Salary and working hours have little to do with productivity though. It's all about the workers' negotiation power. We have many technology breakthroughs in computers that have nothing to do with AI and see where we are now.
me. i slack off 6-7 hours a day and use copilot to do the tasks in the remaining 1-2 hours. (at least i think that's the ai and not my untreated adhd...)
in a few years, some genius will do a four day workweek experiment, people like me will forget to only work 4-8 hours instead of 5-10 per week because the amount of tasks is the same, they will conclude that there's no reduction in productivity, a benefit of four day workweek will work as an incentive instead of a raise to keep people around a bit longer, and it will start becoming a standard. and voila, we got the working hours reduction officially.
i've already heard buzz that negotiating a four-day work week doesn't tend to involve a 20% salary cut (probably because people are already slacking off a lot). i'll have to research that more though, because at some point i'd do it even if it did result in a 20% cut, and time is so much more valuable tbh.
In general thats an exaggeration but depending on the job, tasks and especially how much your coworkers understand your task.
I am adhd+autism and there are days where I completel 80% in the first hour before everyone else arrives and its nice and quite and i am still caffeinated. Then i struggle the remainer of the day to finnish
Has that ever historically been the case? It's usually been that a technological development results in loss of jobs, as businesses simply reduce their wage expenditure, whilst expecting the same amount, or more work.
Like how computerisation has massively increased productivity, but wages and working hours haven't changed to match.
which language do you work with? also, what kind of code do you write?

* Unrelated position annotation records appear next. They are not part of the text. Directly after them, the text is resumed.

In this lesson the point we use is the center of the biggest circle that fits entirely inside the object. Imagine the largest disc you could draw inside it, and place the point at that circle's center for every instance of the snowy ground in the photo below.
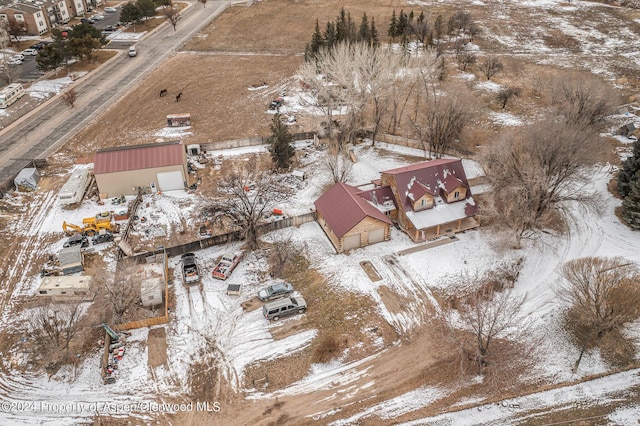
(208, 316)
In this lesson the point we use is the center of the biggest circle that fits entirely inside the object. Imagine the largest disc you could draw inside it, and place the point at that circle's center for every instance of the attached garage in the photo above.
(349, 220)
(376, 236)
(351, 242)
(150, 167)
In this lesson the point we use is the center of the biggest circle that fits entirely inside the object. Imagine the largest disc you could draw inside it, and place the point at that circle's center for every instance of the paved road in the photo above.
(42, 131)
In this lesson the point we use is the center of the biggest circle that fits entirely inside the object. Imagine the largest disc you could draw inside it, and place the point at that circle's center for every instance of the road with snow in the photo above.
(45, 129)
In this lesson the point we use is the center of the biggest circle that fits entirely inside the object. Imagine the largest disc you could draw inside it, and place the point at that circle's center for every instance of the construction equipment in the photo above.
(90, 225)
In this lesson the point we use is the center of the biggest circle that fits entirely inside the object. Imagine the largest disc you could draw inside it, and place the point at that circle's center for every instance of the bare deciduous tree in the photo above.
(351, 75)
(505, 94)
(602, 293)
(487, 331)
(56, 325)
(583, 100)
(536, 175)
(69, 96)
(338, 165)
(491, 66)
(245, 199)
(172, 14)
(440, 117)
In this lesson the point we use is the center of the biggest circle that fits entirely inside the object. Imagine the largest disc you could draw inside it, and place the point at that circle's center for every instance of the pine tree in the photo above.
(317, 41)
(631, 204)
(364, 34)
(629, 169)
(402, 24)
(280, 143)
(330, 37)
(393, 26)
(375, 42)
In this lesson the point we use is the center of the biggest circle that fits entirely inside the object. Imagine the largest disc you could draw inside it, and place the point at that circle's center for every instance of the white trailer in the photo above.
(73, 190)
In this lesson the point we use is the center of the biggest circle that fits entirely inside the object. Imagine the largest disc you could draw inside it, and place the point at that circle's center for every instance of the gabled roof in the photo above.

i do web apps in typescript, fullstack, and so many things are just layers upon layers on the same thing. you make a model, then you make a migration for that model, then a controller for a dead simple crud with just enough custom validation and shit that it's hard to autogenerate, then swagger docs, then factories and unit tests. most of the time, i just write the model, paste it to the top of the file in a comment, then start writing the thing and the ai immediately wants to take it and do it by itself, so i just let it. there are usually a few mistakes, exactly in those hard to autogenerate places, so i fix a few and then the ai can help fix the rest with little intervention. (i do need to delete the mistake and palce the cursor, but it tends to know how to fix it). it's been a huge time-saver for me.
but i noticed that it's also damn good at just generic typescript/javascript. i have it enabled pretty much all the time now and i have yet to find a task where it doesn't speed me up, even with the weird shit i do for fun.
however, i heard similar complaints quite a few times working with other languages. the amount of open source code that's out there for your specific language seems to have a large effect on copilot's effectiveness
I really think we'll start seeing actual improvements as open source alternatives replicate corporate functionality. Existing options are a mess (particularly in a professional setting) for folks to try to implement as they have unstable business models and dubious ideas about intellectual property. See OpenAssistant for an example of where I think these models are headed.
It will! For people who already don't do work because they implemented the AI strategy for developers. Clearly, if productivity rises the managers did good!
Getting some gains out of it, but I'm still limited by the fact that I can't put anything proprietary into any AI tooling. Not motivated enough yet to roll my own.
For generic Q&A/searching, templating, etc, it's been a decent stackoverflow replacement.